Posted on: Thursday, 7 July 2005, 12:00 CDT

The price of gold has been capped at $440 per ounce since last December by repeated selling of gold reserves by European central banks and the European Central Bank itself, the Gold Anti-Trust Action Committee disclosed today.

GATA's finding was based on the research of its consultant, gold market expert John Brimelow of Aegis Capital in New York.

"The ECB reported on Wednesday a sale of 360 million euros in gold last week, 996,592 ounces at the bank's new book value for gold, or 31 tonnes," Brimelow said today. "This is a huge amount, matched only by the sale of 47 tonnes announced at the end of March (but reported only in May) and a 31.9-tonnes sale last December last year."

Each of these sales corresponded with gold's penetration of the $440 price level, as can been seen at the one-year gold price chart here: http://www.kitco.com/.

"An indisputable pattern has now developed for the ECB to step forward as a massive seller when gold approaches the $440s," Brimelow said. "Curiously, the euro price of gold does not seem to be as sensitive an issue with the ECB."

The massive selling of gold in recent months by European central banks, Brimelow added, suggests that they will be obliged to suspend sales in September if they are to keep within the volume limits they set for themselves in the renewal of the Washington Agreement on Gold.

The latest ECB gold sales were shown on the bank's consolidated financial report for July 1, posted this week on the Internet here: http://www.ecb.de/press/pr/wfs/2005/html/fs050706.en.html.

Brimelow's research echoed comments made Tuesday by John Embry, chief investment strategist for Sprott Asset Management of Toronto, during an interview with Report on Business Television in Canada.
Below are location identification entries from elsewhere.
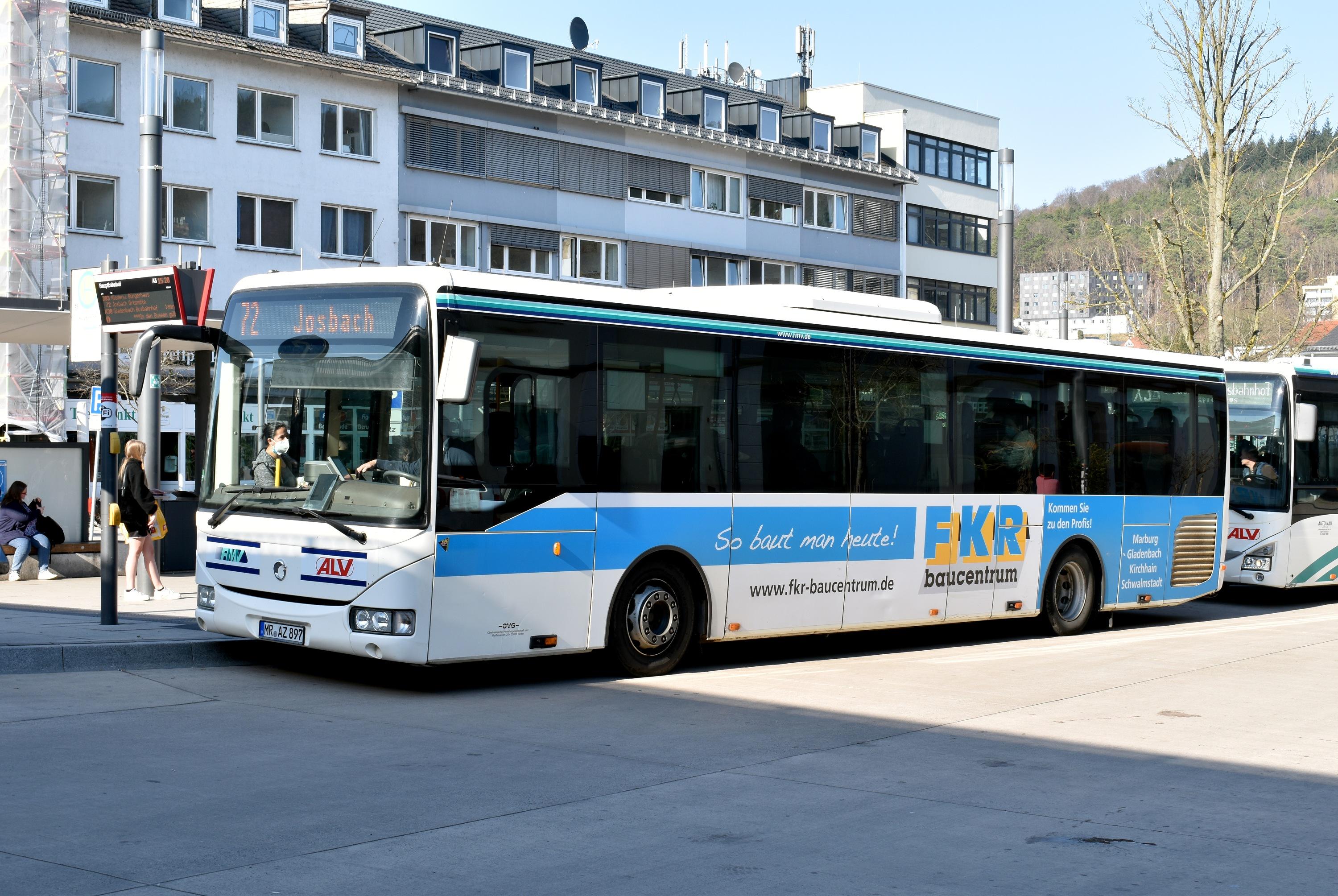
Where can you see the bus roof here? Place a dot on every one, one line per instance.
(807, 307)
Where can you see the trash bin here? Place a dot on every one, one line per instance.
(178, 549)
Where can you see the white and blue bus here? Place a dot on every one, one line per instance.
(489, 466)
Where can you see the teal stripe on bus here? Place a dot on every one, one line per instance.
(826, 338)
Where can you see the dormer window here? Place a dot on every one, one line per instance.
(588, 86)
(268, 22)
(346, 37)
(441, 54)
(869, 146)
(768, 125)
(652, 99)
(181, 11)
(714, 113)
(516, 70)
(822, 136)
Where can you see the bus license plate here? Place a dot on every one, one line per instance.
(285, 633)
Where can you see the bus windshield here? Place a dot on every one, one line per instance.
(336, 376)
(1257, 413)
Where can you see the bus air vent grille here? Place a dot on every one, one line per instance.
(1195, 550)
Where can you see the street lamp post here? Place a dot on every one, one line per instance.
(1004, 322)
(152, 87)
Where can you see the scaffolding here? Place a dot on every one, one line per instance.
(34, 193)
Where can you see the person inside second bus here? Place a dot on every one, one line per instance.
(275, 454)
(1255, 467)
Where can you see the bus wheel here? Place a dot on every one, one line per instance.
(653, 619)
(1071, 591)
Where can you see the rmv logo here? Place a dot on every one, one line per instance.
(335, 567)
(232, 555)
(979, 534)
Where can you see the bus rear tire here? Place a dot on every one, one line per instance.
(653, 621)
(1071, 591)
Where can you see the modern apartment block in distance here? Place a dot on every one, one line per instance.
(314, 133)
(952, 206)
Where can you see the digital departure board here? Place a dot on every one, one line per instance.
(134, 300)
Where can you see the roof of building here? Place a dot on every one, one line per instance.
(223, 27)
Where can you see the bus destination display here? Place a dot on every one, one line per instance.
(137, 300)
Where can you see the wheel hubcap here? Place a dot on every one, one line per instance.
(1071, 590)
(653, 618)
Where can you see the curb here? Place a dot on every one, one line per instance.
(110, 657)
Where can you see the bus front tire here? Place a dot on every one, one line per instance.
(653, 621)
(1071, 593)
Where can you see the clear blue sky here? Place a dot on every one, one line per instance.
(1057, 74)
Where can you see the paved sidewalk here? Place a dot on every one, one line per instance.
(54, 626)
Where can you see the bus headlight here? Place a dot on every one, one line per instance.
(1260, 559)
(382, 622)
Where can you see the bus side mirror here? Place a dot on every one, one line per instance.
(1308, 422)
(455, 384)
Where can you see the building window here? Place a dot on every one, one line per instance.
(588, 86)
(768, 125)
(346, 130)
(265, 224)
(188, 106)
(346, 232)
(264, 117)
(954, 301)
(770, 273)
(593, 260)
(825, 211)
(945, 160)
(185, 215)
(441, 54)
(948, 231)
(182, 11)
(714, 192)
(94, 202)
(438, 243)
(822, 136)
(869, 146)
(652, 99)
(516, 70)
(772, 211)
(714, 113)
(268, 21)
(536, 263)
(94, 90)
(655, 196)
(712, 271)
(346, 37)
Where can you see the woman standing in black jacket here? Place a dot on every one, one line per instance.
(138, 511)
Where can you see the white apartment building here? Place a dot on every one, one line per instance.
(950, 212)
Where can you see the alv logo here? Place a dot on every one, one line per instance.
(335, 567)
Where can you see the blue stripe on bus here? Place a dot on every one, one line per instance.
(232, 569)
(231, 541)
(512, 553)
(326, 550)
(826, 338)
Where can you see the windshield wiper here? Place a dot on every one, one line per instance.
(344, 530)
(248, 490)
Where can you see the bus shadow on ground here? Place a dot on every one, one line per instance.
(599, 666)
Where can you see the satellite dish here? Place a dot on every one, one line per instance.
(580, 34)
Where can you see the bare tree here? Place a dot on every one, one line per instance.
(1223, 235)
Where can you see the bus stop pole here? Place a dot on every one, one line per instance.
(107, 463)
Embry, who will speak at GATA's Gold Rush 21 conference in Dawson City, Yukon Territory, Canada, from August 7 to 9, likened the current intervention of central banks against the gold price to their coordinated selling of gold in the 1960s via what was called the London Gold Pool. Embry noted that market demand for bullion eventually overwhelmed central bank supplies then and he predicted a similar outcome soon.
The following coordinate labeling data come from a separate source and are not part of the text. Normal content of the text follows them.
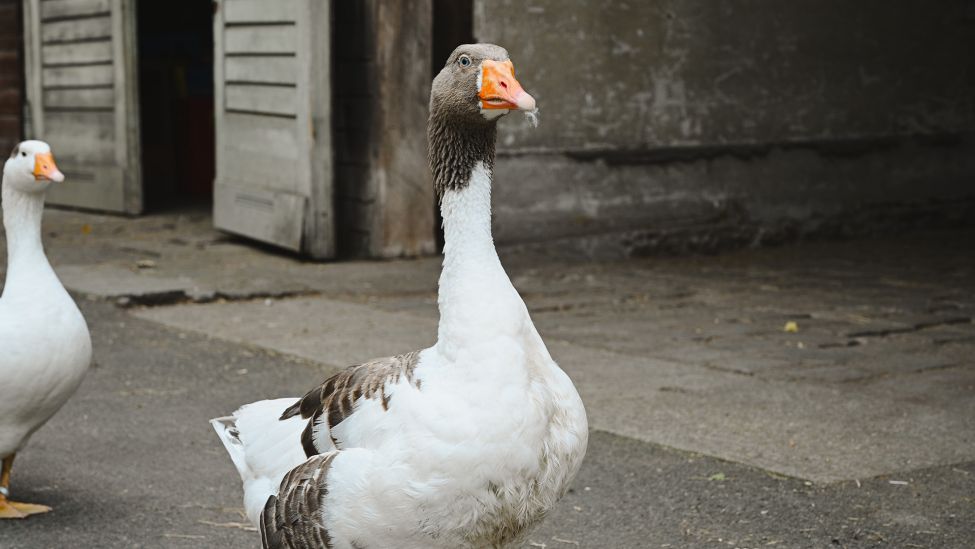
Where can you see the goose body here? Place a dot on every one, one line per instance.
(467, 443)
(45, 348)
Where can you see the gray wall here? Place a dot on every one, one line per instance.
(698, 124)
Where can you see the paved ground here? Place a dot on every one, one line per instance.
(713, 425)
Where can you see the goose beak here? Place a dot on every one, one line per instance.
(45, 168)
(500, 90)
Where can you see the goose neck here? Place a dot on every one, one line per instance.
(22, 214)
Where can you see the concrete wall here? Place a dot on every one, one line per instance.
(690, 124)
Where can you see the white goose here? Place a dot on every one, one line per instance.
(465, 444)
(45, 348)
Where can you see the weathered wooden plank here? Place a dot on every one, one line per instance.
(282, 70)
(260, 39)
(88, 98)
(254, 11)
(72, 8)
(261, 99)
(277, 137)
(76, 29)
(94, 75)
(81, 137)
(264, 215)
(262, 169)
(69, 54)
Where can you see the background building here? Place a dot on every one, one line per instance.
(665, 126)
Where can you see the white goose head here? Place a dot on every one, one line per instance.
(31, 168)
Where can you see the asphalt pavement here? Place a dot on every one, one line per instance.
(132, 462)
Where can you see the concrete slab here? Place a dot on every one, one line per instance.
(687, 352)
(804, 430)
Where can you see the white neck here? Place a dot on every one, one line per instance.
(26, 263)
(477, 300)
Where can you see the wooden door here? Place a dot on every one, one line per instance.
(273, 128)
(81, 83)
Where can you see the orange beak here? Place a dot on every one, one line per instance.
(500, 90)
(45, 168)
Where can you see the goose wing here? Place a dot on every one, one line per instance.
(293, 519)
(334, 400)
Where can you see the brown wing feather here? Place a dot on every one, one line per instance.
(293, 518)
(334, 400)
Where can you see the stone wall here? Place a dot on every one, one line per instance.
(671, 125)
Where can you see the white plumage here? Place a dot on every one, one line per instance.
(45, 348)
(465, 444)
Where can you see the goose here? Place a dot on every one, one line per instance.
(45, 348)
(467, 443)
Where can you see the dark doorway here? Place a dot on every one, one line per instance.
(176, 103)
(11, 75)
(453, 25)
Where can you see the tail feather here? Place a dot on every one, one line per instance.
(262, 447)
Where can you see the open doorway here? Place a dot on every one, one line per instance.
(175, 45)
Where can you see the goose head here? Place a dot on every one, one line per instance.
(478, 84)
(31, 167)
GATA Chairman Bill Murphy today repeated the organization's belief that, because of their sales and leasing of gold and their false accounting of leased gold as gold still in the vault, central banks possess only a fraction of the gold they claim to have. Murphy added that the purpose of central bank gold sales and leasing is not really what is represented by the banks -- to raise money from a "dead asset" -- but rather to manipulate the currency and precious metals markets and deceive them about reckless government monetary policies.